Little ringed plover, Marshside |
Well…
May was a funny old month. It started off promising to carry on where a very productive April left off but soon the weather turned and by mid-May the birdwatching was in the doldrums with the Winter visitors mostly gone, the residents and early arrivals quietly getting on with the business of finding food for hungry mouths and the larger number of Summer visitors biding their time waiting for a turn in the weather then straggling through as best can. I'm not one for poring over weather charts at length so I've missed out on this Spring's white wagtails and consistently been in the right place at the wrong time for little gulls and wood sandpipers.
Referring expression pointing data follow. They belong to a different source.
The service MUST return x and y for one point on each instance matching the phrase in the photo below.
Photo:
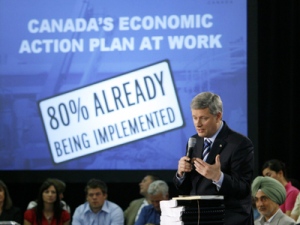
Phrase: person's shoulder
(147, 207)
(136, 201)
(112, 205)
(29, 213)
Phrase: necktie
(206, 148)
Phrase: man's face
(144, 184)
(270, 173)
(49, 195)
(264, 205)
(205, 123)
(96, 198)
(155, 199)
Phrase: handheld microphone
(191, 145)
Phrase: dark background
(273, 68)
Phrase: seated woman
(8, 212)
(48, 210)
(277, 170)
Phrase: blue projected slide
(106, 85)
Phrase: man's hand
(212, 172)
(184, 166)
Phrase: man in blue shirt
(97, 210)
(158, 190)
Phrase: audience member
(8, 212)
(97, 209)
(224, 168)
(132, 212)
(269, 194)
(158, 190)
(296, 210)
(277, 170)
(61, 187)
(48, 210)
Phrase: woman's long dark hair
(57, 208)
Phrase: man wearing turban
(269, 194)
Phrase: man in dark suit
(225, 169)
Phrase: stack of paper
(189, 210)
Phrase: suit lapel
(216, 148)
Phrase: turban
(272, 188)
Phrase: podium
(193, 210)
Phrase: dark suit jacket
(236, 156)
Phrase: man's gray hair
(208, 100)
(157, 187)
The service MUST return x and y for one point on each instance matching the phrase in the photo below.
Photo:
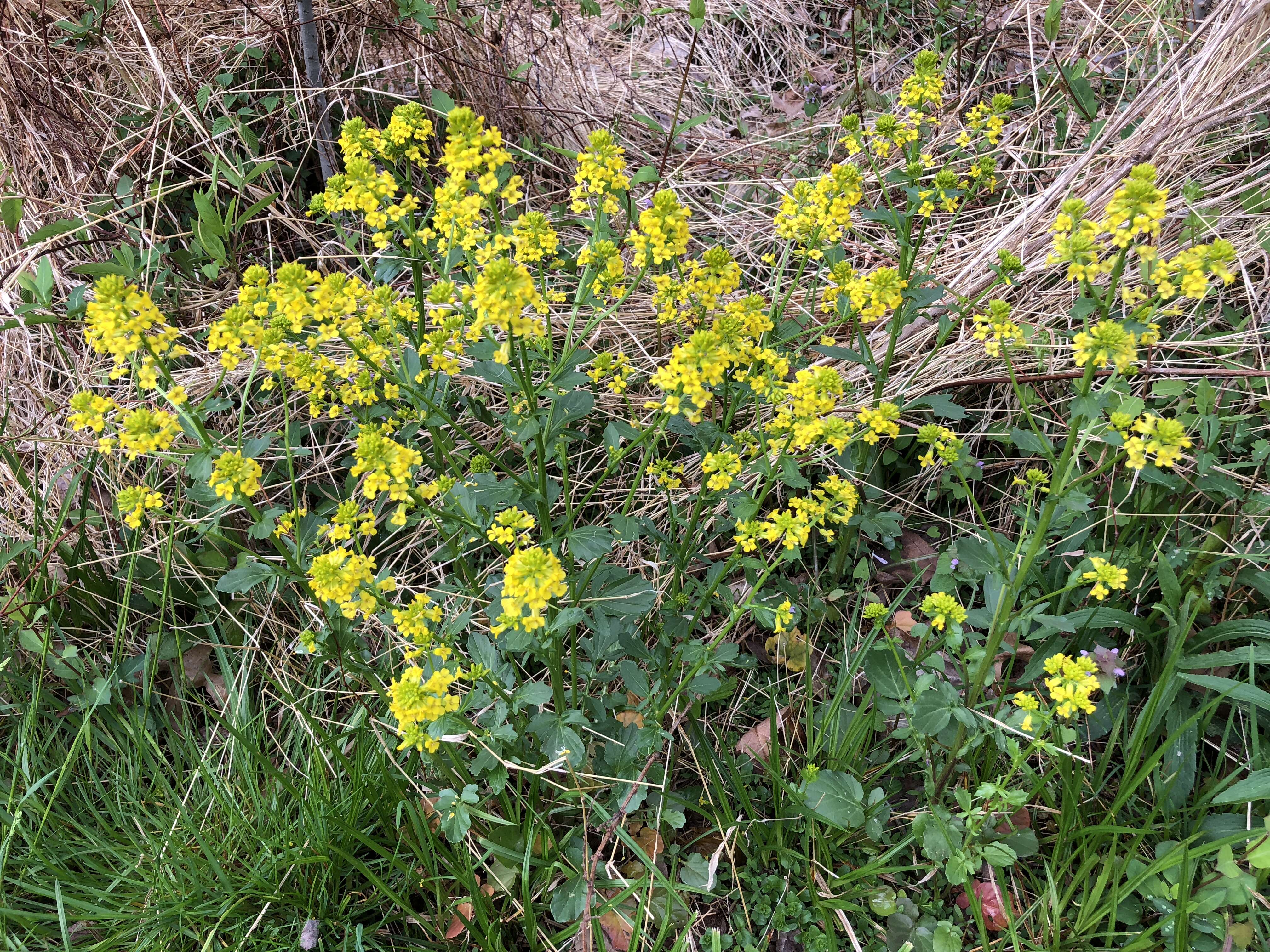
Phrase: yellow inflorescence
(1105, 578)
(234, 474)
(943, 609)
(134, 502)
(531, 579)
The change in the weather also affected insect life. April was busy with butterflies but the cooler weather in May hasn't done them any favours, my records are mostly limited to Pierids — whites, orange tips and brimstones — and not many of them. I'm not sure if the dragonflies were late or of I'm just being impatient but aside from a couple of days late in the month I've not seen them in any profusion.
Garganey, Crossens Marsh |
Then to cap it all I get four lifers in the space of two weeks — spotted sandpiper, lesser yellowlegs, white-tailed lapwing and lesser scaup — and not a one of them on my radar till they turned up, which is a lot of the joy of the game.
I end the month with the year list at 182 and my British list at 287.